Remove the bay leaf and any herb stems. You can keep this in the fridge for about a week and you can freeze for up to 3 months in a durable glass bottle.
Basic Vodka Sauce
2 tablespoons butter
1 tablespoon olive oil
4 garlic cloves, minced
1 tablespoon tomato paste
1 28-ounce box or can puréed tomatoes
½ cup vodka
½ cup heavy cream
1 teaspoon sugar (or to taste)
1 cup finely grated parmesan cheese
Heat the butter and olive oil in a dutch oven or large sauté pan over medium heat. Add garlic and tomato paste and sauté for 30 seconds, or until the garlic is fragrant. Add the boxed or canned tomatoes, bring the mixture to a boil, reduce and simmer gently for 10 minutes.
Add the vodka and simmer another 10 minutes.

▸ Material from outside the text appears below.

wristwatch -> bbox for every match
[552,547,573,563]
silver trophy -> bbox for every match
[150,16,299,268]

Stir in the heavy cream and simmer gently for 10 more minutes (be sure not to boil the sauce at this point, as the cream might separate). Add the sugar, taste for seasoning, and finally stir in 1 cup finely grated Parmesan cheese.
Let cool before storing.
1 cup packed basil leaves, roughly chopped
3 tablespoons pine nuts
¼ cup walnut halves and pieces
1 teaspoon coarse sea salt
2 large garlic cloves, minced
½ cup olive oil
½ cup finely grated parmesan cheese
Place first six ingredients in a blender or food processor and blitz until smooth; fold in grated parmesan. Serve immediately with hot or room temperature pasta or sprinkle with more olive oil before transferring them into glass storage bottles. Store in the fridge for up to 1 month.
We’ve intentionally put ‘basic’ to all the recipe names to emphasize that you can add variations to the sauces whenever you feel like it. You may add bacon to the alfredo sauce, Italian sausages to the marinara, mushrooms to the vodka sauce, or chicken strips to your pesto sauce. The best part about all these is that because you can store them for later using our classic giara bottles, you can enjoy delicious homemade pasta dishes in as easy as 1-2-3!